Un borsone da palestra in tempo di dpcm da Covid e una scorta da fidanzata del presidente del Consiglio. Due elementi che fanno diventare un caso da Procura la fuga di Olivia Paladino, pallida e bionda compagna di Giuseppe Conte.
«Abbiamo presentato un'interrogazione al ministro Luciana Lamorgese perché chiarisca i contorni di una vicenda che, se confermata, sarebbe gravissima» hanno annunciato i senatori della Lega, William De Vecchis e Gianfranco Rufa, che hanno firmato l'interrogazione per avere chiarimenti sulla richiesta dell'intervento della scorta da parte della signora Paladino per sfuggire ai cronisti delle Iene. La vicenda era stata anticipata da un articolo de La Verità lo scorso 30 ottobre, in cui si parlava delle proteste di alcuni lavoratori del Grand hotel Plaza di proprietà di Cesare Paladino (padre di Olivia) che non pagherebbe gli stipendi ma anche di un esposto sul presunto intervento della scorta del premier a difesa della donna incalzata dalle domande dell'inviato della trasmissione Mediaset, Filippo Roma. Tutto testimoniato da un video, poi pubblicato su Dagospia che mostra la compagna di Giuseppe Conte in un supermercato di piazza Fontanella Borghese, nel cuore della Capitale, a due passi dall'hotel paterno, dove sembra essersi rifugiata per sfuggire al giornalista.

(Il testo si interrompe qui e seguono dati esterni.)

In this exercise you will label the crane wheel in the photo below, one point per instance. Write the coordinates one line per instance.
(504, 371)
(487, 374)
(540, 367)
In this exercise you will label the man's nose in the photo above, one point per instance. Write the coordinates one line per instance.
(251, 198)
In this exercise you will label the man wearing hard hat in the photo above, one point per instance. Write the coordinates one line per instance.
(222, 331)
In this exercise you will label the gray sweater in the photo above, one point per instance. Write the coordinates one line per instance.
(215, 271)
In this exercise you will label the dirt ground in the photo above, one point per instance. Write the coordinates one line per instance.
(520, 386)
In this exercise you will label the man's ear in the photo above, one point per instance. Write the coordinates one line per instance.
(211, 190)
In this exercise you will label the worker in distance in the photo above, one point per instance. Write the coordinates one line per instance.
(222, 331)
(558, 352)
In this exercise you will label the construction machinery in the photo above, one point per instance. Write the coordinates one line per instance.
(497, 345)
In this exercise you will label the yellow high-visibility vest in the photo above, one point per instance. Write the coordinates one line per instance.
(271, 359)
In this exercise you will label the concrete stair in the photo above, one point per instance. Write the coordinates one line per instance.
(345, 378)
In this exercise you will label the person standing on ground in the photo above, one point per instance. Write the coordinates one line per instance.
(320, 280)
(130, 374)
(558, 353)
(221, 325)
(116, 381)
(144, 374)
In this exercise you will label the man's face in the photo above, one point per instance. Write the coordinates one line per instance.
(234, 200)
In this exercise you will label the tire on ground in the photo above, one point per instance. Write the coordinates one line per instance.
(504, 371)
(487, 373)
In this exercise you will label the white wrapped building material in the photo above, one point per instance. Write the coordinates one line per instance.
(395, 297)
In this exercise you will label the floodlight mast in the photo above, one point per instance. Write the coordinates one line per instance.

Prima dell'interrogazione dei senatori leghisti, infatti, già Roberta Angelilli, ex eurodeputata e componente dell'esecutivo di Fratelli d'Italia, aveva presentato un esposto ai magistrati per segnalare «la necessità dell'intervento della pubblica autorità per la presenza di condotte che potrebbero essere contrarie alla legge perché se effettivamente la Paladino avesse usufruito di agenti della scorta del presidente del Consiglio, si sarebbe verificato un uso improprio di personale con funzioni di sicurezza relative a soggetti che ricoprono funzioni pubbliche». E la Angelilli chiedeva di «valutare gli eventuali profili d'illiceità penale e, nel caso, di individuare i possibili soggetti responsabili al fine di procedere nei loro confronti».
Tanto più che gli agenti di sicurezza che devono fornire la protezione necessaria «a persone che ricoprono incarichi istituzionali nazionali ed esteri» sarebbero stati «usati» per non far rispondere la Carolyn Bessette de' noantri a una domanda scomoda: in quale palestra andava ad allenarsi proprio il giorno dopo che il suo compagno Conte aveva firmato un dpcm che chiudeva tutte le strutture sportive d'Italia?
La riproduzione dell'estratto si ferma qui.